Şehidin hanımı Ayşe Durna da, “Eşimin katilleri geçen iki seneye rağmen hâlâ rahatça geziyorlar. Yetkililerin bu noktada bir şey yaptıklarını duymadık. Birçok olayın aydınlatıldığı, fail-i meçhullerin çözüldüğü bir dönemde eşimin katillerinin bulunamaması bizi derinden üzüyor. Bu acıyı artık içimize gömdük. Bir şehit hanımı olarak şükrediyorum. Bu noktada en büyük uğraşım, Allah’ın izni ile çocuklarımı babalarına yaraşır birer evlat olarak yetiştirmek olacaktır inşallah” ifadelerini kullandı.
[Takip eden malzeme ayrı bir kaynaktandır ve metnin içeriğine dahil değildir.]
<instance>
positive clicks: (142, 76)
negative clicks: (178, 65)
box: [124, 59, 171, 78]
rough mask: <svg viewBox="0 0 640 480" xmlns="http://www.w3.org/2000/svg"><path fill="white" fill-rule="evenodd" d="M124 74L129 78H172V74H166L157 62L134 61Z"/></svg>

ŞEHİD UBEYDULLAH DURNA (1981 - 2011)
Ubeydullah Durna, 1981 yılında Yüksekova’nın Aksu Köyü’nde doğdu. Ailenin en büyük çocuğu olan Şehid Ubeydullah askerliğini yaptıktan sonra evlendi. Geçimini sağlamak için inşaatlarda çalışmaya başlayan şehid, iş hayatında sahip olduğu ahlak ile her zaman işini sağlam yapan ve sözünün arkasında duran biri olarak tanındı. Şehidin biri 8 yaşında Şehadet isimli, diğeri de 6 yaşında Hattab isimli iki çocuğu var. Yüksekova Mustazaf-Der Temsilciliği’nin şubeye dönüşmesi sonrası dernek başkan yardımcılığı yapan Şehid Ubeydullah, bu alandaki çalışmalarını daha da yoğunlaştırdı. Gençlere Kur’an dersi veren şehid, köylerinde birçok İslami programın gerçekleşmesine de öncülük etti. Yüksekova Mustazaf-Der’e yapılan her saldırı sonrası işini gücünü bırakan Şehid Ubeydullah, derneğin yeniden hizmete girmesi için elinden gelen gayreti gösterdi. Derneğin boya, sıva, çatı ve temizlik işlerinde kendini en çok gösteren isimlerden biri olan şehid, en sonunda kendi eliyle yaptığı dernek çatısı üzerinde 5 Mayıs 2011 Perşembe günü PKK/KCK tarafından yapılan silahlı saldırıda şehadete ulaştı.